Erin had always aspired to something more, something stable, a deeper lasting connection with someone who inspired loyalty, conversation and a meeting of minds.

A best friend and lover. A stayer, not a player.

You didn’t get that with a man like d’Louncrais, no matter how much you wished it.

Not even a modern version of him would deliver. And someone living would be handy.

So why are you so obsessed with him?

Maybe it was genetic—a recessive gene that had remained dormant until now. God, she hoped not.

Puffing out her breath, Erin slammed the door shut on Gaharet d’Louncrais’ distracting image.
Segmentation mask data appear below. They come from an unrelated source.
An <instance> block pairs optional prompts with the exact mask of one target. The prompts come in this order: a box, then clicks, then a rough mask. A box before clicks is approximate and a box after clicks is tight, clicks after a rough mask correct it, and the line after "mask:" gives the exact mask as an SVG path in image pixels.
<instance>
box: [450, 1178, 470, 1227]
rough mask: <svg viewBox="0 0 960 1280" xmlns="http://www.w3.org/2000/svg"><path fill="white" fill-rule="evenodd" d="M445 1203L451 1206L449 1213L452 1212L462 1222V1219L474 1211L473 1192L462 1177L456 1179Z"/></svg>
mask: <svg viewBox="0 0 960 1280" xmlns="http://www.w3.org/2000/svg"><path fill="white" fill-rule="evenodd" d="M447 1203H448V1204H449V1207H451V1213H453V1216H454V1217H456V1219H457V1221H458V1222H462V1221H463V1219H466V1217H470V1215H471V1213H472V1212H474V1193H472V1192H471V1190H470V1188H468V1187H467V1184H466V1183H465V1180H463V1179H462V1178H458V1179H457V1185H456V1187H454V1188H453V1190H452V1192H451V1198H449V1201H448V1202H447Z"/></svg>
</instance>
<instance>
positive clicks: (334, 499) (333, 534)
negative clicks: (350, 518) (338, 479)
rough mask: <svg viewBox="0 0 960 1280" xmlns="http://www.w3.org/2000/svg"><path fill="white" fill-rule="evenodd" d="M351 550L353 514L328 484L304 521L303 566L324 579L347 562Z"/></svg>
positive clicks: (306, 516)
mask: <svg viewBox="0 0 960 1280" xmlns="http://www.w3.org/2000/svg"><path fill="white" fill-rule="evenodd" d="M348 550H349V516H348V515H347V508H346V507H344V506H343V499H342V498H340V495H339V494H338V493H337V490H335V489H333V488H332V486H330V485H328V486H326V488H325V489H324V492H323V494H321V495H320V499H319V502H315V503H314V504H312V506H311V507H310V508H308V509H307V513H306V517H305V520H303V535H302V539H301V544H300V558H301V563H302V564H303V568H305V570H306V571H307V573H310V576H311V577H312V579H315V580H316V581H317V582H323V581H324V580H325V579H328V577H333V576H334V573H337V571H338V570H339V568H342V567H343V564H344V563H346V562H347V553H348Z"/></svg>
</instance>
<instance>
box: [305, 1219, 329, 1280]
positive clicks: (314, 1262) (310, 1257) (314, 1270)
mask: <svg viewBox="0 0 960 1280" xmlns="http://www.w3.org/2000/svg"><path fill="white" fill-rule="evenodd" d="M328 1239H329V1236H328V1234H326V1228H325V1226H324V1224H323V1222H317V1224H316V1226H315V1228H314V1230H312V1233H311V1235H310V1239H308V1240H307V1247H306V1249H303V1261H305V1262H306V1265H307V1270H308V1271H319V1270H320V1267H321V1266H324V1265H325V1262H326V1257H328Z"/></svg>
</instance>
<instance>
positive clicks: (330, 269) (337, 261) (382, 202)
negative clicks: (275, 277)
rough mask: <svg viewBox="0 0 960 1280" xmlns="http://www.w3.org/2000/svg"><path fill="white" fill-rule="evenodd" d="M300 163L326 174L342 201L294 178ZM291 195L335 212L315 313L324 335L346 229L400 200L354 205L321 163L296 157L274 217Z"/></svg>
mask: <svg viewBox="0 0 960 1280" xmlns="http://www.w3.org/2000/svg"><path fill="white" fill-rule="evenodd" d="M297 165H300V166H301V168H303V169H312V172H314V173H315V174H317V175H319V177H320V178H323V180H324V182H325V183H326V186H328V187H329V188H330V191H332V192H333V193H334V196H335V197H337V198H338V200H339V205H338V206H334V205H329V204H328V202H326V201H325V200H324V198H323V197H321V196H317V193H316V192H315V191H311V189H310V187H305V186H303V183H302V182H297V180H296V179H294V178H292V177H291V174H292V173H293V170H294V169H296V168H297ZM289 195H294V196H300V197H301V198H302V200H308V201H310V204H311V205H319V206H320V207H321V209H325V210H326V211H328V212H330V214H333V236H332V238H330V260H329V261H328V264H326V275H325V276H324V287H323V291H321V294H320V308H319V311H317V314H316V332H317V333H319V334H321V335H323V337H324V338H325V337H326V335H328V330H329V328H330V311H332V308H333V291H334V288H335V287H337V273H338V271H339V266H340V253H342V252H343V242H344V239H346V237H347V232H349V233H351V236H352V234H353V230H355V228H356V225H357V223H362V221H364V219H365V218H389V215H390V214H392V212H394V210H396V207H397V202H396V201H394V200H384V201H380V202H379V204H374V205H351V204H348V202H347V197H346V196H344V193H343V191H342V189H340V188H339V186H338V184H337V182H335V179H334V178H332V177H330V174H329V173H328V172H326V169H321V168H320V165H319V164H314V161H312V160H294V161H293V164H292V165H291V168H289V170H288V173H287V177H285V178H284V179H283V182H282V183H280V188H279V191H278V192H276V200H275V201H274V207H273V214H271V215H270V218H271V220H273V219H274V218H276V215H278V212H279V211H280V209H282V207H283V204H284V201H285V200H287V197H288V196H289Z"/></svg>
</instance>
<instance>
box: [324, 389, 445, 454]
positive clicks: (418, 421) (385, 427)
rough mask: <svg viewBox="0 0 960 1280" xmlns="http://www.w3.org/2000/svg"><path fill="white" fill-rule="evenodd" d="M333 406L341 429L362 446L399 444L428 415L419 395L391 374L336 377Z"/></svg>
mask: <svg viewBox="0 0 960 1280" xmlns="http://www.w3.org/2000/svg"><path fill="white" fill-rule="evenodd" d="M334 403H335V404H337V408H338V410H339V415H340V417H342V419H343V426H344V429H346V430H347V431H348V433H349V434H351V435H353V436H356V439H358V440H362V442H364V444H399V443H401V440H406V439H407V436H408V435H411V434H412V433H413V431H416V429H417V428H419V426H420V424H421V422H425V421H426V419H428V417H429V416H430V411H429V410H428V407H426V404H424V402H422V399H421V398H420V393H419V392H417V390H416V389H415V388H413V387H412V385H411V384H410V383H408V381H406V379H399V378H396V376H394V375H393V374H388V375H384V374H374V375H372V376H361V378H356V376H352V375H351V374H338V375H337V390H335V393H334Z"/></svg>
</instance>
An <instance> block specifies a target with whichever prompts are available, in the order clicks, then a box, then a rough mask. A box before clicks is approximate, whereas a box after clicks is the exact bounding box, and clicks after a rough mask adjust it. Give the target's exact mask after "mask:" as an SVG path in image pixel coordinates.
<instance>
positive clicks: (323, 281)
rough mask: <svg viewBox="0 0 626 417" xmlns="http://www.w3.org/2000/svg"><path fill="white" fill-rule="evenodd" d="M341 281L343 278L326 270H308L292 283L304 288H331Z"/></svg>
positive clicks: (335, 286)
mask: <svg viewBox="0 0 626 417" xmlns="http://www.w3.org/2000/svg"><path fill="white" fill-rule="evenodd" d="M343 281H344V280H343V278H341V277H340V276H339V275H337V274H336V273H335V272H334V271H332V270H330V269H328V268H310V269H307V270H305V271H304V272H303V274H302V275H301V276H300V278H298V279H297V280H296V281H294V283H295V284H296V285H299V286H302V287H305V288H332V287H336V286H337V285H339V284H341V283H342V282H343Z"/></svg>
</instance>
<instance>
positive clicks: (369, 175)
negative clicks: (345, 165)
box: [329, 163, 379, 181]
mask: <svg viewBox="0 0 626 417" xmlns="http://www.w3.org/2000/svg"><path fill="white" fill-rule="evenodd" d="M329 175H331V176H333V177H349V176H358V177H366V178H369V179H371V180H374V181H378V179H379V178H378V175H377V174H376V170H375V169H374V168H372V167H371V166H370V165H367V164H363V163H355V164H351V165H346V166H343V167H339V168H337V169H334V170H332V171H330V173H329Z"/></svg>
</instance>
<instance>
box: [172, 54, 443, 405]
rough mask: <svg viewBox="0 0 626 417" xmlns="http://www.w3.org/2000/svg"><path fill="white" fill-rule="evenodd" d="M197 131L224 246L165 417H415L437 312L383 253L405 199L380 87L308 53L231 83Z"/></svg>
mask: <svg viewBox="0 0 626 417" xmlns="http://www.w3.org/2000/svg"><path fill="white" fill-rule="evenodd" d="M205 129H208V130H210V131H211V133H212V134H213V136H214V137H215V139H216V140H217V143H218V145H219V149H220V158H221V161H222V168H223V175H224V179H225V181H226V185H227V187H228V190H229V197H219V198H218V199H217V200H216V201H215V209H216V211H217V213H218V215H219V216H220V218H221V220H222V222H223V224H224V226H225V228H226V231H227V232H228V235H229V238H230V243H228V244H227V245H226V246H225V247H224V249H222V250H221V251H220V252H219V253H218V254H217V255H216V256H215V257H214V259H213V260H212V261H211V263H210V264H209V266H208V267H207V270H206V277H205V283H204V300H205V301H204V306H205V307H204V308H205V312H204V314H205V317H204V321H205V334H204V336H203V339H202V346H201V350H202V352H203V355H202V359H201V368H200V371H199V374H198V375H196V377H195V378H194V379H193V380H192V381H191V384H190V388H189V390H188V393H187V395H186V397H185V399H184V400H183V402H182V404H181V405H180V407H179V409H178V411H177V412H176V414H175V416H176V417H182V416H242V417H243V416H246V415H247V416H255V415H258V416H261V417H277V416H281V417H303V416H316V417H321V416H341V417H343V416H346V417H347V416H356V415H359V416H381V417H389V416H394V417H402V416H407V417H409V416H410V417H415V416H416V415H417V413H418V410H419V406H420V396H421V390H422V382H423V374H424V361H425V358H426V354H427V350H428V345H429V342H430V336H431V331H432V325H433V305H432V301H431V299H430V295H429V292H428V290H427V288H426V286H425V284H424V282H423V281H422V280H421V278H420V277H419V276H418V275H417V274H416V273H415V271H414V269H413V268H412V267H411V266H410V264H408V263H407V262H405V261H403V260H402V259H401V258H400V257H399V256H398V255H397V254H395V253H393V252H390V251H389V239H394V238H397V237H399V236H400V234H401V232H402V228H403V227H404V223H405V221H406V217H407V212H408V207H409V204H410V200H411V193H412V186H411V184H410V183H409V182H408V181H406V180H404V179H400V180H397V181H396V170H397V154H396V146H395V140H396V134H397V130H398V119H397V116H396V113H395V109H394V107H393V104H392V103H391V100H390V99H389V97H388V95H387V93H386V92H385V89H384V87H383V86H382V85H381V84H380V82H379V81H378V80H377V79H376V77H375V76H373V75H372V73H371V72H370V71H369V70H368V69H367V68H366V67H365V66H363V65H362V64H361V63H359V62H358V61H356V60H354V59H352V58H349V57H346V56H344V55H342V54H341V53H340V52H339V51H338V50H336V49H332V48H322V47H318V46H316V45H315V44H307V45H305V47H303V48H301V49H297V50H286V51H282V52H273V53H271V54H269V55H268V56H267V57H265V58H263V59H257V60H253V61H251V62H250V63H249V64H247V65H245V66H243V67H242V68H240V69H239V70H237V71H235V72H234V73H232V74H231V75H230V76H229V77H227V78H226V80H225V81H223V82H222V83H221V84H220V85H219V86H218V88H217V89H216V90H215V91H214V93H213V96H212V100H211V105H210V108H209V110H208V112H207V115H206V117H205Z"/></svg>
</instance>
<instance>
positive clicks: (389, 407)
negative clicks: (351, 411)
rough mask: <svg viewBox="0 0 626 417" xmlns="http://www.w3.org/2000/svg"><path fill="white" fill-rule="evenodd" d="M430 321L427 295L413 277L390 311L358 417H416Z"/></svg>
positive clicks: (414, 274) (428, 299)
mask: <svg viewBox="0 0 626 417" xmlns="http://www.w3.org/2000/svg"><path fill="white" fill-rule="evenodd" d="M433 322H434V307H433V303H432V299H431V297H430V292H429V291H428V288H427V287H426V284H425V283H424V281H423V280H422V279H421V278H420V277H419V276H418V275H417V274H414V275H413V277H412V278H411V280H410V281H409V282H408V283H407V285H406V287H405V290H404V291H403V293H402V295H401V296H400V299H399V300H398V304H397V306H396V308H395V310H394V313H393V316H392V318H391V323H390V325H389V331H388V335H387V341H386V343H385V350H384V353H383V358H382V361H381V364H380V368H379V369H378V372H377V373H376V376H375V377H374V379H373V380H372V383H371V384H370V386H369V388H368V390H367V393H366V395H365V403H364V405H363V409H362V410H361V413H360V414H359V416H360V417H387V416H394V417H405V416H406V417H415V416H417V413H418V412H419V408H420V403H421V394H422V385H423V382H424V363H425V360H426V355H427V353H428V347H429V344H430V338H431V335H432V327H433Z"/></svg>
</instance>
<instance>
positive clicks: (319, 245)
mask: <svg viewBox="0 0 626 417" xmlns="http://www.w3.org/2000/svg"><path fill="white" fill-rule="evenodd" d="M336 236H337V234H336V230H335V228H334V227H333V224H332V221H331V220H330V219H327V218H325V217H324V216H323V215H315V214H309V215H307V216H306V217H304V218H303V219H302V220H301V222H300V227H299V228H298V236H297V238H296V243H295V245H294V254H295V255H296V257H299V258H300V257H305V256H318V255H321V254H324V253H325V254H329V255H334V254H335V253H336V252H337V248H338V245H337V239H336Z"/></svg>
She returned to the last vertebrae, brushing away the remaining dirt. She peered closer.

“What have we here?”

Incised bone trauma. She’d examine it more closely in the lab, but its existence suggested a cause of death.

Decapitation. That added credence to Greg’s theory of a rift between Count Lothair of Anjou and his most trusted vassal.

If the bones belonged to d’Louncrais, what had changed between him and the count?

What had he done? Had an affair with the count’s wife?

She dug around for the skull and found it not at the apex of the spinal column but off to the side. More evidence to support beheading as the prisoner’s demise.

Erin set to work on it, humming along with the rhythmic movement of her hands, her brush sweeping deftly across the cranium. Ridges appeared and orbital arches took shape. The more she revealed, the deeper her frown until her humming dwindled into silence. She sat back on her haunches.

“What the hell?”

Leaning forward, she peered at the alabaster expanse of bone. She pried it loose. This was unexpected. If the silver shackles weren’t unusual enough, or an underground cell in a tenth-century keep, this really upped the ante on strange.

She held up the skull, the long muzzle, the flat forehead, curved mandibles and large canines white in the harsh, electric lighting. Definitely not a human skull. Nor that of a dog. No, this belonged to a wolf.

She stared at the cranium crusted in dirt.

Had some poor, rabid, half-starved animal been thrown in here to kill the prisoner?

They’d already revealed the ribs, humerus, pelvis, clavicle and femurs, and she’d given them a cursory examination.

None of them showed any signs of damage pertaining to an animal attack.

Or evidence of a wolf having devoured the prisoner after he’d died, gnawing on the bones until it, too, succumbed to death.

If she located the wolf’s body and the man’s skull, would they provide the answers? Or raise more questions.

There was always the possibility the count had removed the prisoner’s head, taken it to display on a pike and used it as a warning to others. As one of the more notorious counts of the period, that wasn’t out of the equation. What about the wolf, though?

She frowned at the skull, letting the dirt sift out.

Something solid dropped to the ground.

A tooth dislodged when she’d moved the skull? She picked up the loose piece.

“Oh.” Erin’s eyes widened. Not a tooth. Something far more interesting. She held it in her palm—a small disc of tarnished gold the size of a fifty-cent piece with a hole in the top. A pendant? Flipping it over, she held it up to the light.

“Oh, my.”

Stamped into the gold was the d’Louncrais family crest.